While the current study demonstrates several strengths, it is not without limitations. The limited size of the dataset, although balanced and meticulously curated, may not fully capture the diverse range of ransomware behaviors observed in real-world scenarios. Additionally, the dependence of the detection pipeline on a specific sandbox (e.g., Cuckoo sandbox) environment may limit its adaptability to broader deployment contexts. To enhance the resilience and practical applicability of the model, it is essential to address these limitations through ongoing dataset expansion, incorporation of evolving threats, and integration with diverse dynamic analysis platforms.

In summary, our study presents an interpretable, high-performance, and computationally efficient solution for modern ransomware detection, offering clear advantages over traditional static analysis methods.

Conclusion and future work

This study introduced a novel approach for ransomware detection that leverages a three-phase workflow: dataset creation, visualization, and detection. By carefully curating the domain-based dataset, we ensured that only the most relevant and impactful ransomware behaviors were included even within a small dataset. This dataset was then transformed into visual representations, allowing the application of TL with pretrained deep learning models. The experimental results demonstrated remarkable accuracy, with ResNet50 achieving 99.96% accuracy for color datasets and 99.91% accuracy for grayscale datasets, thereby demonstrating the power of this approach in leveraging small but highly relevant datasets for ransomware detection. The use of dynamic image-based features significantly enhances ransomware detection by capturing the complex behavioral patterns that static analysis methods often miss. TL further enhances the detection accuracy with small datasets by using pretrained models to reduce the training time and computational costs. In addition to accuracy, we emphasized model transparency through interpretability tools such as t-SNE and saliency maps. These visualizations confirmed that the model effectively distinguished ransomware from benign behavior by attending to meaningful regions of the input images rather than learning spurious patterns. The combined analysis of the performance and misclassification reinforces the robustness and reliability of the proposed pipeline. By capturing real-time behavior and employing sophisticated image-based classifiers, our method not only outperforms previous methods but also sets a new benchmark for scalable and accurate ransomware detection. This broadens the scope for future research in this area.
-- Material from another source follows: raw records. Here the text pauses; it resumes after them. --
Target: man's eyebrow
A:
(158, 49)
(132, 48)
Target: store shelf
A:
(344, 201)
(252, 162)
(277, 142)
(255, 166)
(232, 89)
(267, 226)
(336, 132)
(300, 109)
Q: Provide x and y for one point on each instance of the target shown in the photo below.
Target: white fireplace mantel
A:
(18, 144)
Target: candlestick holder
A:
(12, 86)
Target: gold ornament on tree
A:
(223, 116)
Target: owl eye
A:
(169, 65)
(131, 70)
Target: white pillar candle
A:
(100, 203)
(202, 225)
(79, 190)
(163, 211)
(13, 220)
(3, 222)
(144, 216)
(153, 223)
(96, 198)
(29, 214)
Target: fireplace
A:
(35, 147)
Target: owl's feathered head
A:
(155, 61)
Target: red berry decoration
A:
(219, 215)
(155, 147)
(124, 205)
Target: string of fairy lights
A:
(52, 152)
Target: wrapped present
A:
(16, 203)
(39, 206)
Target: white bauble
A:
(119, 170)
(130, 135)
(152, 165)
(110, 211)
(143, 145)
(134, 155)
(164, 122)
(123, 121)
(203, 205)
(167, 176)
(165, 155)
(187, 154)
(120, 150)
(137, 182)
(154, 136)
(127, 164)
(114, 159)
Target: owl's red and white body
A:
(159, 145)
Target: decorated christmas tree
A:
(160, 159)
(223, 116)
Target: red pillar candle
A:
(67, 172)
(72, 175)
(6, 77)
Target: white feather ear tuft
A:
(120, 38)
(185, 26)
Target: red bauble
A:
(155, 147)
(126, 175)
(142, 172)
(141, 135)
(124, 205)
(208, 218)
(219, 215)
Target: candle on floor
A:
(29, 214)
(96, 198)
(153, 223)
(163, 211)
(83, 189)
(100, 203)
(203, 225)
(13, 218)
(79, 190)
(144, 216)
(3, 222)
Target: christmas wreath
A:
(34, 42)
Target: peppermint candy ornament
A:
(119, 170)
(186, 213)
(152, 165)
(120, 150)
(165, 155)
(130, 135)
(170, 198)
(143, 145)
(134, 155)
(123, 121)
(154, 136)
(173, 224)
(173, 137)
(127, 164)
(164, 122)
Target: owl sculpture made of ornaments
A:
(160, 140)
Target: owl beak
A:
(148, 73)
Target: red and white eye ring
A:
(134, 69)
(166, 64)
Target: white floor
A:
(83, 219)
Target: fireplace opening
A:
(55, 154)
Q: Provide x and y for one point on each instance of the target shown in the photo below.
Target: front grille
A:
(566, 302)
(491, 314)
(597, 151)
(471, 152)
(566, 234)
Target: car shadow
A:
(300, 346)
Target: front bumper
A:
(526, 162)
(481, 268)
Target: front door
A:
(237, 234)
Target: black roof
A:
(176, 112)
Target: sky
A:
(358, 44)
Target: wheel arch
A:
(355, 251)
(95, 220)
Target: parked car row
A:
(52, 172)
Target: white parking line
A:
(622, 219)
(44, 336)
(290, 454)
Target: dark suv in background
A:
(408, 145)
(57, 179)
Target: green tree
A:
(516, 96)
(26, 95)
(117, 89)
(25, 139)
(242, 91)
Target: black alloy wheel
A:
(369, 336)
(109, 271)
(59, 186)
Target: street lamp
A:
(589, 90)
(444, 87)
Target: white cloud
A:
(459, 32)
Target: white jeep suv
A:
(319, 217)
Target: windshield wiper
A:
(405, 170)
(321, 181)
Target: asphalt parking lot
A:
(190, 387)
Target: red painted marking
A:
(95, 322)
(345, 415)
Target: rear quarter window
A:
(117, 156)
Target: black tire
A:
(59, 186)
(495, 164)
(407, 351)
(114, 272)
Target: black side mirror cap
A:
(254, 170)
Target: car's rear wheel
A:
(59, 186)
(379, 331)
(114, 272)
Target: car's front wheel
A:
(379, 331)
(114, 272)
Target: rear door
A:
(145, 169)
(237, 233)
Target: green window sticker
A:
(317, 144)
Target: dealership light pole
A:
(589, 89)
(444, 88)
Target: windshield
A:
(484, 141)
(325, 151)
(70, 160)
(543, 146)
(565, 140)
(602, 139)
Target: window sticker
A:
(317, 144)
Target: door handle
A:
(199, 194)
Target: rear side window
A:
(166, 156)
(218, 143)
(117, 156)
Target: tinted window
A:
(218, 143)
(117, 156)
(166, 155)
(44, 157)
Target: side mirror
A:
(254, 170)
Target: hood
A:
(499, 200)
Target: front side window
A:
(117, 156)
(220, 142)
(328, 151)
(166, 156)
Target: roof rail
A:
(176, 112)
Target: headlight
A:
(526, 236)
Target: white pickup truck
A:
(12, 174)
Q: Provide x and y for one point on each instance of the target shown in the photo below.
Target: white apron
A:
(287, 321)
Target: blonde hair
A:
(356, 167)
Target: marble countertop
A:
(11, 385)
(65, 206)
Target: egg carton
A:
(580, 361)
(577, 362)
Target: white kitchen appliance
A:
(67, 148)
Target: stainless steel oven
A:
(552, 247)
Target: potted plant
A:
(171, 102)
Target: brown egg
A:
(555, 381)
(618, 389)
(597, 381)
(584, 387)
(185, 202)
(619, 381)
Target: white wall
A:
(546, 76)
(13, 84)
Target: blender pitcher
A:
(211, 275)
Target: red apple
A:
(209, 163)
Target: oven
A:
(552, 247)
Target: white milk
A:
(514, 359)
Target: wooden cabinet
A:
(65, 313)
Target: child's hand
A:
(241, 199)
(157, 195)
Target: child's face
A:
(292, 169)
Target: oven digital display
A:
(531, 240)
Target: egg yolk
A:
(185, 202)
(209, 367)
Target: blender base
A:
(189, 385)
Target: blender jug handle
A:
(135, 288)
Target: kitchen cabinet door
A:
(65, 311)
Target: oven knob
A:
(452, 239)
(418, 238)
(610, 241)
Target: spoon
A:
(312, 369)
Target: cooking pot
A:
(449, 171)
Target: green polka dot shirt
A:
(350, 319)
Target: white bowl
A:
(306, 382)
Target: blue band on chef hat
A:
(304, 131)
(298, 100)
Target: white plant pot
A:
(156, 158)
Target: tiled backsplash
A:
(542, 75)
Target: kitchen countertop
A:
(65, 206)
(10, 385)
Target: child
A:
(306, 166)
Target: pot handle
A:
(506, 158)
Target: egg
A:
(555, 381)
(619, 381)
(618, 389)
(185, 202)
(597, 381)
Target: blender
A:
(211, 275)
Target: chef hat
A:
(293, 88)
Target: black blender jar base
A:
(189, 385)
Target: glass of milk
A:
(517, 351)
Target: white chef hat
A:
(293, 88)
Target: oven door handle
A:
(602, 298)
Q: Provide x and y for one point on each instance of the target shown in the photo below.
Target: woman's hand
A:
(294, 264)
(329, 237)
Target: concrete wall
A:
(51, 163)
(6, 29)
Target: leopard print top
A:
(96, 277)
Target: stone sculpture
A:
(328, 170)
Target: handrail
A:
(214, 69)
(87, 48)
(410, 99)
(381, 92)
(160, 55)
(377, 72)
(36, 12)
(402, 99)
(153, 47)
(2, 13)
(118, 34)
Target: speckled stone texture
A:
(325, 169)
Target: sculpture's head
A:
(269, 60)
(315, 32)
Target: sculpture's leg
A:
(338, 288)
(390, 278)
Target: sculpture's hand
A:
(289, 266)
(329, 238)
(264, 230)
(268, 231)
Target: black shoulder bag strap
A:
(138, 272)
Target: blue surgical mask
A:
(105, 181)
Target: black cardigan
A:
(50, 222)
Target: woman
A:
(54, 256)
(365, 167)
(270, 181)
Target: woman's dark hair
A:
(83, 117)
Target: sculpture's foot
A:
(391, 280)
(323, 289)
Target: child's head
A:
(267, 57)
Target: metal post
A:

Future research should focus on addressing the limitations identified in this study. We intend to enhance this dataset by incorporating a diverse array of ransomware families and benign variants. To further improve robustness, we plan to explore the utilization of more advanced sandboxes, such as CAPE, ANYRUN, and JOE, for dynamic analysis. Additionally, although SHAP is not applicable to our current image-based workflow, future research may consider SHAP-based interpretability for structured feature branches to enhance explainability and decision accountability in conjunction with other advanced machine learning models or hybrid detection systems.